Here’s something you probably won’t hear a lot of aspies say: I was a bully.
Being teased and bullied is a painful reality for many young (and some not so young) people with autism. So it’s no surprise that I was teased and bullied as a kid.
Just a few of the many humiliating experiences I remember from childhood: In first grade, I offered to share my kickball with the kids in my neighborhood and they promptly gave it to the German Shepherd who lived across the street and laughed when ripped it apart. A few years later, the kids at the swim club flushed my favorite t-shirt down the toilet. It had my name on the back in sparkly letters so when it was fished out of the clogged plumbing everyone knew exactly who it belonged to. In sixth grade, the biggest smelliest boy in the class trapped me in the coat room and kissed me.
Each time, I took what the bullies doled out and told no one. Like a lot of kids who are bullied, I assumed that I had done something to bring it on myself. If it was my fault, I figured it was up to me to fix it.
My solution: becoming a bully. It didn’t happen overnight and it certainly wasn’t like I woke up one day and decided that from now I’m going to torment other kids. It wasn’t fun or gratifying.
It was an act of self-preservation.
When you’re an aspie, especially an undiagnosed aspie left to fend for yourself, school takes on a survivalist aspect. You’re the antelope and the bullies are a pack of hungry lions. That may sound drastic, but when you’re a kid who has little idea how social group dynamics work, it’s easy to feel like the whole world is out to get you.
For years I put up with the bullying because I didn’t know how to stop it. It never occurred to me to tell an adult or ask for help. Aspies aren’t very good at asking for help. On top of that, I was a little perfectionist and keeping quiet seemed easier than calling attention to my failure to stop the bullies. Because that’s what it felt like to me: a failure. When I looked around, I saw lots of kids who weren’t getting bullied. I didn’t know what magical attribute allowed them to skate through life without being tormented. I knew I didn’t have that ability and I blamed myself for not knowing how to get it.
So I kept trying to figure it out and the bullying continued, on and off, through elementary school. I had a small group of friends in school, which granted me some immunity, but the playground, the bus stop, the walk home from school and playing in my neighborhood were often sources of outright terror.

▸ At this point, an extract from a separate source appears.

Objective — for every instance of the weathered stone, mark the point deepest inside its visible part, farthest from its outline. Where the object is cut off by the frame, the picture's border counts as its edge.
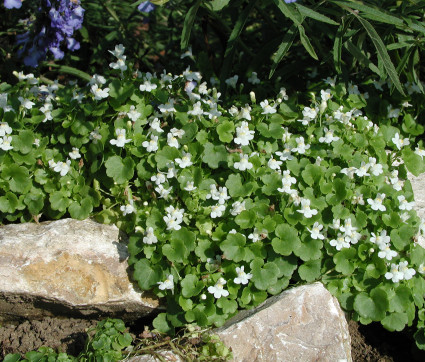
(301, 324)
(67, 267)
(165, 355)
(418, 187)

After that big stinky boy kissed me in sixth grade, he told some other boys that he was going to make me his girlfriend. When one of the boys ominously repeated this to me, I had no idea what it meant. It definitely sounded bad from the way he said it. I could tell by the way he laughed at my stuttering response that he enjoyed seeing how scared and confused I was.
For the rest of the school year, I made sure that I never went in the coat room alone. I waited–often hiding out in the girl’s bathroom–until I was certain the stinky boy had left to walk home before I left to walk along the same route. I constantly watched my back and spent that whole spring living in fear. The school year ended uneventfully and looking back, I think he forgot all about his idea of making me his girlfriend. But at the time, it felt like a very real and scary threat.
At some point during that year, I started to realize that there was an alternative to being afraid all the time. Or maybe being afraid all the time made me desperate. Whatever the cause, one day, when one of the mean girls in the neighborhood said something nasty to me, I said something nasty right back.
It felt good. Maybe too good. That’s how a bully is born.
Soon, instead of just saying mean stuff back to the kids who teased me, I was the one doing the teasing. I developed strange “friendships” with other girls that involved getting along one day and cutting each other to shreds with insults the next. Soon, all of my friends were other mean girls.
When we got bored with harassing each other, we went looking for easy targets. If you’ve ever wondered how a bully recognizes an easy target, I’ll let you in on the secret. She looks for the kids who are just like she used to be. Kids who are loners and outcasts, afraid to fight back, too shy to stick up for themselves. Kids who stand out because of their looks. Kids who don’t have allies to defend them.
It’s easy to spot a victim when you’ve been one yourself.
Within the first few weeks of seventh grade, I found myself sitting across the principal, a grave looking old nun who told me that if I didn’t shape up, I’d be kicked out of school. I was shocked. Didn’t she know I was a good girl? My self-concept hadn’t quite caught up with my behavior. In my mind I was still the shy little brainiac who got picked on all the time.
The principal also told me that every time I pointed one finger at someone else, I was pointing three fingers back at myself. I found this fascinating from a kinesiological point of view but had no idea that she was making a metaphorical point. Kids with Asperger’s don’t do metaphor.
What I did learn that day was not to pick on kids in my grade who had older cousins that would go to the principal. We aspies are nothing if not quick adapters.
Seventh and eighth grades turned out to be one long battle. I was constantly involved in arguments and confrontations. I ruthlessly made fun of weaker kids. If someone else was the butt of the joke, I made sure I was seen laughing at them. I had become a mean girl.
Why? If I knew how painful it was to be bullied and teased, why was I inflicting it on other kids? I’m not sure I could have explained it at the time.. As an adult, I can look back and see that if I got everyone to laugh at another ‘weird’ kid, they weren’t laughing at me. If I made another ‘dorky’ kid the center of attention, for a few minutes I was free from worrying about what everyone was thinking about me.
I’d like to say something happened to make me realize how hurtful my behavior was or some wise adult took me aside and set me straight, but my life as a bully ended more gradually. As time went by, being mean felt less and less good. I started to hate the mean girl I’d become. Being mean became painful and exhausting.
I grew up. In high school, I found interests I could pursue together with people who didn’t tease me. The other mean girls drifted away one by one. I had fewer friends, just one close friend, but I wasn’t so afraid. I no longer needed to wrap myself in the armor of bullying to get through the school day or walk through my neighborhood.
Am I making excuses for my behavior? No. I was a mean girl and maybe the best thing that old nun could have done was to kick me out of seventh grade. That would have been a wake-up call at least. Instead I drifted through three more years of tormenting other kids.
Am I blaming Asperger’s Syndrome for my bullying behavior? No. I was smart enough to know that what I was doing was bad, even if my AS prevented me from grasping all of the ramifications.
Am I sorry? Of course I am.
I’m sorry that I made life miserable for other kids who were just doing their best to get through the day. I’m sorry that no one ever stepped in and stopped me. I’m sorry that I didn’t know I had other options.
If you’ve read this far hoping that I’m going to provide you with a solution to bullying, well, I’m sorry that thirty years on I still have no real answers.
All I have is one aspie girl’s experience–a glimpse of what it’s like to be both the bully and the victim.